Certainly the invention of writing changed the world. No longer was mankind limited to expressing himself with his mouth. The development of the first written symbols gave him a new tool with which to spread information. With that tool came many advantages, not the least of which was to inform and persuade. Thus, from the outset, it can be said that the media originated with those first markings, even if it was a long way away from what we consider the media today.

Since early media was handwritten, it was often hard to come by for the common man. The idea of "mass" media hardly existed until more efficient methods of production of the printed word were found that could bring the written word to the populace.

Then along came a man named Johann Gutenburg. While it is debatable whether or not he actually invented the printing press, as he is so often given credit for doing, suffice it to say that his name is the most common one associated with development of movable type, which he most certainly was involved with.

Gutenberg's invention (let's just give him credit for the sake of narrative) was a watershed event in the history of mass communication. With the arrival of the printing press came the emergence of what we can truly describe as mass communications. For the first time, books were easy (well, easier anyway) to come by for the common man.

This certainly helped to bring the world together. Although literacy levels were still pretty low in the largely agrarian world population, it was the humble beginnings of what we would later refer to as the "information" society

Early newspapers and magazines helped to spread literacy and information. Much of the history of newspapers can be traced to the New World, and the history of journalism often parallels the history of the United States.

Still, even with the new and improved method of recording the written word, distribution of the product was difficult and costly.

The next major invention to change the world of communications was the telegraph. Previous to its invention, it could take weeks or months for word to travel to various parts of the world. With the telegraph, instant communication was available for the first time. Still it was limited and its use was largely out of reach of common citizens.

The telephone was the next great invention, and finally, the general population was able to use it. Even people who didn't have a phone of their own could get access to one fairly easily. Another step toward convergence.

By the 19th century, newspapers, magazines and books were commonplace and their power and potential was enormous. The "new journalism" of the 19th century established many of the principles and practices still used in the media today. Information was becoming big business.

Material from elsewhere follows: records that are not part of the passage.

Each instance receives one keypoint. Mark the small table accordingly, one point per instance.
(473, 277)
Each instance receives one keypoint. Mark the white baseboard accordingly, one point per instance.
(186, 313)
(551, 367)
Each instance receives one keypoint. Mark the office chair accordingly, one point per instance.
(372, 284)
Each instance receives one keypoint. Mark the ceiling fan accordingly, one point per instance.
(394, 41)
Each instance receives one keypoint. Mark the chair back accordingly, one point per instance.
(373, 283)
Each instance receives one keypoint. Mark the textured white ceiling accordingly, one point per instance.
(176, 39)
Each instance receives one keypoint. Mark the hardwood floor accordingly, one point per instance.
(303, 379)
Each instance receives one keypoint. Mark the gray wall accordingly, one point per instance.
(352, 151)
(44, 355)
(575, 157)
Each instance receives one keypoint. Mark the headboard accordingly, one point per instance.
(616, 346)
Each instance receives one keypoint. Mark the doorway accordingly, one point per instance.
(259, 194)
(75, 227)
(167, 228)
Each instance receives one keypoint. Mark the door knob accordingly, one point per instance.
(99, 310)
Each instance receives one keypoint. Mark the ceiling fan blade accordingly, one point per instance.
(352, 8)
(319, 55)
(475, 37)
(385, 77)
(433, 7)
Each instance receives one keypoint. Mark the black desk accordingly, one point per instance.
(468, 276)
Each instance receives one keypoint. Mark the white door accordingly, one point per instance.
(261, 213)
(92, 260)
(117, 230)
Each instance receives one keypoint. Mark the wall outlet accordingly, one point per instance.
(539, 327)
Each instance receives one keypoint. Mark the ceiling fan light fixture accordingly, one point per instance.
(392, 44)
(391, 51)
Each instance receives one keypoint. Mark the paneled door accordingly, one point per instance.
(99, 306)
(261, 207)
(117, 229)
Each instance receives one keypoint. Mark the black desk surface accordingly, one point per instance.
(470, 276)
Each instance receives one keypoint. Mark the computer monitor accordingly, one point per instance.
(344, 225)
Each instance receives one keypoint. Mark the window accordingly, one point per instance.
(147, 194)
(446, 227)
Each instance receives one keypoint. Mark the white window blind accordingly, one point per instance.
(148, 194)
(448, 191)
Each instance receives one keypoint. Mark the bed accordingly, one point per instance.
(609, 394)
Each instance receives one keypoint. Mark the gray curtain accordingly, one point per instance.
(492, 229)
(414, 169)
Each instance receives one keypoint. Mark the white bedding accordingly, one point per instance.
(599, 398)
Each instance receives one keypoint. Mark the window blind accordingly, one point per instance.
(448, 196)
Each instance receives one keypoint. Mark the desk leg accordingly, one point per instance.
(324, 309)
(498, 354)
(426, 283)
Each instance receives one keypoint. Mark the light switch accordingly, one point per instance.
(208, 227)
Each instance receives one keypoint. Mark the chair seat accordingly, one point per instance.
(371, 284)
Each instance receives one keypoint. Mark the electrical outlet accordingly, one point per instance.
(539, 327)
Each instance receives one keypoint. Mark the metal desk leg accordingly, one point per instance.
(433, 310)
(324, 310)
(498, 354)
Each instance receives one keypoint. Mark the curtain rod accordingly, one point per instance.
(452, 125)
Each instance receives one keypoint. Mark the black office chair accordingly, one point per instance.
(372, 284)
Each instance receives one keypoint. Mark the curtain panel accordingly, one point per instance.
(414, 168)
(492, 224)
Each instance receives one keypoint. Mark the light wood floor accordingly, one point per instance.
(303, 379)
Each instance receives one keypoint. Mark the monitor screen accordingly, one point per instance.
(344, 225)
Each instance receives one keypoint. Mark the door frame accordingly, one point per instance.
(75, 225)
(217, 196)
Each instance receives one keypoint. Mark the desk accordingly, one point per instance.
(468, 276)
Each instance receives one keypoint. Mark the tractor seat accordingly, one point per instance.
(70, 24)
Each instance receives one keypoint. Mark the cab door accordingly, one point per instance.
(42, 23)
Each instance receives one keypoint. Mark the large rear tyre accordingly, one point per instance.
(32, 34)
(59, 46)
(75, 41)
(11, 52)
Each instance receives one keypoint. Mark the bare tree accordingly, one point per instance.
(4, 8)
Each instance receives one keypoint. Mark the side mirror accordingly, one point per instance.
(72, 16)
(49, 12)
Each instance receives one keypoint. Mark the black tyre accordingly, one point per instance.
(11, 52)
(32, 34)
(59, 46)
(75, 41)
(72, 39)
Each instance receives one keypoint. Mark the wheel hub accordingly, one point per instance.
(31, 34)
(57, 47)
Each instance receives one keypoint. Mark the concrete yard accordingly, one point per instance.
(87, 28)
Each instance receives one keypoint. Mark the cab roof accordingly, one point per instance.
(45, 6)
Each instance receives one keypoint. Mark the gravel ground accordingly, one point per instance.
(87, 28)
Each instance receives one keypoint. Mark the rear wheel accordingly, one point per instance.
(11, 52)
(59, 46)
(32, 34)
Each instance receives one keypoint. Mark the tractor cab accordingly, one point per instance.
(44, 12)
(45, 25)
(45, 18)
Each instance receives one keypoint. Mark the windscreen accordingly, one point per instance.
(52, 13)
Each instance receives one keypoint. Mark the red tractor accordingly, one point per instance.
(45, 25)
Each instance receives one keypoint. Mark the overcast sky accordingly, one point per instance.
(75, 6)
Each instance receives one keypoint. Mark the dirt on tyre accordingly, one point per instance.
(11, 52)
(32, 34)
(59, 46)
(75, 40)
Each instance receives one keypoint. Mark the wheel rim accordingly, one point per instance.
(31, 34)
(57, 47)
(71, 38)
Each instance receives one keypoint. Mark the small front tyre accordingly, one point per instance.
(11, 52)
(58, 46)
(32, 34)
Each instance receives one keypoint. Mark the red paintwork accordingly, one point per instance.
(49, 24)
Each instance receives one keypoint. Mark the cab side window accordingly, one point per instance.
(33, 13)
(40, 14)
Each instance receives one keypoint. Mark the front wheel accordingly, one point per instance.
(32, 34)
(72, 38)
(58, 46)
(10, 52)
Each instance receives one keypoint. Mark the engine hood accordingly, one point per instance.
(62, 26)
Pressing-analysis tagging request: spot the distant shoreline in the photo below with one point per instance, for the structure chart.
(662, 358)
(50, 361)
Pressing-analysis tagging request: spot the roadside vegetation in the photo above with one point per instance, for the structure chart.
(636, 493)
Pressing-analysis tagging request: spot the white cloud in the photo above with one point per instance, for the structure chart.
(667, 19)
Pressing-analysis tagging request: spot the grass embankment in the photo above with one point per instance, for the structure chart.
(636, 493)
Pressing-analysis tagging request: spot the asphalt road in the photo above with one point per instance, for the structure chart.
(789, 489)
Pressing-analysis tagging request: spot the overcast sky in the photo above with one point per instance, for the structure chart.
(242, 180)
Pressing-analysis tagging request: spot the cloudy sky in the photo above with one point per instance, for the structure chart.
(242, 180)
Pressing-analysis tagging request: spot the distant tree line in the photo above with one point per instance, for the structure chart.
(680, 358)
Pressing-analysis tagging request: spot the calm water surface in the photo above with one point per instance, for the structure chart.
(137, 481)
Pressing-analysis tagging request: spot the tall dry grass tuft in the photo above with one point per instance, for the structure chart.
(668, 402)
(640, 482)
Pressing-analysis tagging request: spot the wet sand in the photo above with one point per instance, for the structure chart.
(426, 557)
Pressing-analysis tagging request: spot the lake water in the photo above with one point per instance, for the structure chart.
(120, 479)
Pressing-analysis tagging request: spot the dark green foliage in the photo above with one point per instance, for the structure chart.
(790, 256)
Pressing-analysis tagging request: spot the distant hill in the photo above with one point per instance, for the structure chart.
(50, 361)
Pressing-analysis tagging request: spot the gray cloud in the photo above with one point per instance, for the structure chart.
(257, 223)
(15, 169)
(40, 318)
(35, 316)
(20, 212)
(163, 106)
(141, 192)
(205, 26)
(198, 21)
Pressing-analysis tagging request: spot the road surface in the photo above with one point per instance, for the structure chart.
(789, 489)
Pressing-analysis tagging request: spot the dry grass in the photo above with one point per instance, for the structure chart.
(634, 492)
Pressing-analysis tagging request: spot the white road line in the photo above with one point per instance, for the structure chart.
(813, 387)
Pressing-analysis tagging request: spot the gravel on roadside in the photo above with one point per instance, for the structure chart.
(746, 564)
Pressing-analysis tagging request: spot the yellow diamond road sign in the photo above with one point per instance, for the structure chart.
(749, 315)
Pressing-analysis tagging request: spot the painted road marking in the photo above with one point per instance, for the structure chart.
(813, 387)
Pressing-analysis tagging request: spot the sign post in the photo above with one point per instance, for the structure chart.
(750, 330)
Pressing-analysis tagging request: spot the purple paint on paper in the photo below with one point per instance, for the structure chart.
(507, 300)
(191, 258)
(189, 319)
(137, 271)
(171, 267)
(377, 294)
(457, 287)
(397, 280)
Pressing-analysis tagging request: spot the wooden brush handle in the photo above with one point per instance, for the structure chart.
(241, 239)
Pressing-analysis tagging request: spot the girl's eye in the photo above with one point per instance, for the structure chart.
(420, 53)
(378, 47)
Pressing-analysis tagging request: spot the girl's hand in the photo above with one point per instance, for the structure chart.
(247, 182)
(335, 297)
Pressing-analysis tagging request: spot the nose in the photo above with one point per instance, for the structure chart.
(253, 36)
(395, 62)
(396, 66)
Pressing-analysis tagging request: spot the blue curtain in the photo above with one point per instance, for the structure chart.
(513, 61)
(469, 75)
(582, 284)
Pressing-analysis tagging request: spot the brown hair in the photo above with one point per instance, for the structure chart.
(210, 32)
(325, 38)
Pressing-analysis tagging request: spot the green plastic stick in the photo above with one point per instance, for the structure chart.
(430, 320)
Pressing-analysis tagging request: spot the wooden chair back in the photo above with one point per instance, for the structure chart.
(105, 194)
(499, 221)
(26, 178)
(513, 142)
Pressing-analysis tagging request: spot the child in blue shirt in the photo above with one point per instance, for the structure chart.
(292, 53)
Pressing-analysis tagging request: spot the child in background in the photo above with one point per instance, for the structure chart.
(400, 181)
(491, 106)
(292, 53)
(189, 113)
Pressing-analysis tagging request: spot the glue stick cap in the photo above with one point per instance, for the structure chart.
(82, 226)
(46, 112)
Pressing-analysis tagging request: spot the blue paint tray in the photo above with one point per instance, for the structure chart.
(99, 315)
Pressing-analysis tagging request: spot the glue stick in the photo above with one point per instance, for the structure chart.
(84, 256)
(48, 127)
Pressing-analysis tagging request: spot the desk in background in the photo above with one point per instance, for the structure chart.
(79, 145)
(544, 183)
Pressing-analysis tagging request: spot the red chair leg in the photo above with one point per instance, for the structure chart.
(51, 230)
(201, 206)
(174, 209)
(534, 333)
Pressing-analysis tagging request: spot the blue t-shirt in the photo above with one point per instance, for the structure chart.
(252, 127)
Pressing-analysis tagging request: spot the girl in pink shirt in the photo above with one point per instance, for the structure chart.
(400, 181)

Radio, and later television, knocked down many of the final doors on the way to convergence by truly bringing the masses closer to each other. For the first time, people were able to hear and see what people all over the world were like.

The development of motion pictures also brought mankind together. Whether it was for education, entertainment, information, or persuasion, the media had established a strong foothold in the world by the beginning of the 20th century.

Today it seems like there is a magazine, newspaper, television station or radio show for everybody. Media giants like Rupert Murdoch continue to profit from the public's hunger for information.

Although newspaper, magazine and book publishers were initially wary of newer media forms like radio and television, they learned to adapt and co-exist. Despite worries that radio would kill the newspaper, it did not. Neither did television.

Now the big perceived threat to traditional media comes from a little silicon chip used in the "next big thing," the personal computer.